Corner roundness
Toggle sharp or rounded corners on rectangles, diamonds, and other polygon shapes in CorriDraw with a single click.
Some diagrams want crisp 90-degree corners; others want soft, friendly curves. CorriDraw exposes that choice as the Edges control in the right-hand properties panel — a two-button toggle between Sharp and Round. There are no in-between values to fiddle with: pick one, and every supported shape applies it instantly.
Where the control lives
Click a rectangle, diamond, hexagon, or any other polygon to select it. The properties panel on the right reveals an Edges row with two icon buttons. The first is a square with sharp corners; the second is the same square with rounded corners. Click either one to commit — the shape on the canvas updates the moment you click. On phones and tablets the same two buttons appear inside the side panel that slides out from the hamburger button at the top of the screen; tap to switch.
Sharp vs round
Both modes are visible at a glance:
- Sharp — every vertex is a clean angle. The shape is its strict geometric form: a rectangle has four corners, a diamond has four points, a hexagon has six.
- Round — every vertex is replaced with a smooth quarter-arc.
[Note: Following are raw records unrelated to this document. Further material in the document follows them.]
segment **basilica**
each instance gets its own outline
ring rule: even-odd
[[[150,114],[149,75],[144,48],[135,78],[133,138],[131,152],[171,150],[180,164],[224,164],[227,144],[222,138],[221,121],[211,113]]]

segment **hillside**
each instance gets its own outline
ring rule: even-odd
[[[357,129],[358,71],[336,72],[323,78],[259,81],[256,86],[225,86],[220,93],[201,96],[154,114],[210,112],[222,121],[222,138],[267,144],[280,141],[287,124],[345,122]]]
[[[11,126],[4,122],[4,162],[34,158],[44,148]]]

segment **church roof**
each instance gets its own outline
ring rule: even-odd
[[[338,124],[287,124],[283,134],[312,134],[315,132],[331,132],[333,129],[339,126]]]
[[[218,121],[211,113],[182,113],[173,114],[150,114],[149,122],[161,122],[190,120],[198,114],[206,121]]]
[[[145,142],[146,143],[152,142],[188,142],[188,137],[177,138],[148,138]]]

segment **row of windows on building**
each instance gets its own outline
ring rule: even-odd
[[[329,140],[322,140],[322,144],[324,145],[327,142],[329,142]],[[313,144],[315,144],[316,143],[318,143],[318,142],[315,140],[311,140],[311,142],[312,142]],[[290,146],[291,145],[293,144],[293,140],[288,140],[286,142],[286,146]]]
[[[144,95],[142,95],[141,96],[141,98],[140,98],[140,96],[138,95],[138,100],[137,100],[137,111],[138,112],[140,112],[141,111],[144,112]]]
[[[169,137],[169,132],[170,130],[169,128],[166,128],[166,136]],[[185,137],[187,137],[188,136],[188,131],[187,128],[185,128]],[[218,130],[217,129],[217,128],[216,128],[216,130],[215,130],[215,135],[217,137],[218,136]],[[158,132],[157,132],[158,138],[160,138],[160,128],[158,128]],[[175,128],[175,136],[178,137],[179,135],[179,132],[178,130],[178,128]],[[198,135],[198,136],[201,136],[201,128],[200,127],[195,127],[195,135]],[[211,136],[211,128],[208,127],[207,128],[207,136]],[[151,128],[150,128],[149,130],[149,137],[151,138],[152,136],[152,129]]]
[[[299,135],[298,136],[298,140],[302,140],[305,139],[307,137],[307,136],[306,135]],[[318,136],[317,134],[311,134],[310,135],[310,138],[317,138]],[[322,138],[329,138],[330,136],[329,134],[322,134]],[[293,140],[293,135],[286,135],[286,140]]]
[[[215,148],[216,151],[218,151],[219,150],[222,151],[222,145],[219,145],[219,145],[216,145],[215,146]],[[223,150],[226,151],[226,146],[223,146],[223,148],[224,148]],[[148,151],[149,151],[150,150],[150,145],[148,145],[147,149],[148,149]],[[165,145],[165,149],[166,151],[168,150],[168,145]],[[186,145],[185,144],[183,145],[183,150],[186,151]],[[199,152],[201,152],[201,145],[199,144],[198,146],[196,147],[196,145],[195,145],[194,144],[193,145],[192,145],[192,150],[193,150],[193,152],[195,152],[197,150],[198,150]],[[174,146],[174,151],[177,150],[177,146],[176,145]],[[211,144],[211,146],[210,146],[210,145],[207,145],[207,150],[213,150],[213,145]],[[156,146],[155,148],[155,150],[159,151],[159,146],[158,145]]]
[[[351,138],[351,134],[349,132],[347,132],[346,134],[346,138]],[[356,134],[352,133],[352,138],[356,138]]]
Rectangles look like soft cards, diamonds feel pillowy, hexagons resemble rounded buttons.
The radius CorriDraw uses is chosen automatically based on the shape's size — small shapes get a proportionally smaller curve so the rounding stays visible without dominating the silhouette, while large shapes use a fixed radius so a wall-sized rectangle doesn't end up looking like a stadium.
Which shapes support rounding
Most polygon shapes support the Edges toggle, including rectangles, diamonds, hexagons, pentagons, and triangles. Ellipses don't show the control because they have no corners to round in the first place — they're already smooth. Lines, arrows, and freehand strokes also don't show it; they have a different concept of "smooth" handled by their own controls.
Combining with other styles
Roundness works orthogonally with every other styling control. A rounded rectangle can still be filled with hachure, drawn at Cartoonist sloppiness, given a dotted outline, and bound to a centred text label. The toggle changes only the corner geometry; nothing else moves.
Mixed selections
Select a sharp rectangle and a round one at the same time and neither Edges button shows as active — the panel reflects the lack of a single value. Click Sharp or Round and the choice applies to every selected shape in a single undoable step.
Make it the default
To set a default for the next shape you'll draw, click on empty canvas to deselect everything, then click Sharp or Round in the panel. The chosen value is saved in your preferences, so next time you open CorriDraw and draw a rectangle it'll start in the same mode.
Special case — elbow arrows
Elbow arrows (the right-angled connectors) ignore the Edges control because their corners are part of the routing logic, not a styling choice. Their bends always stay sharp so the arrow's path remains predictable on dense canvases.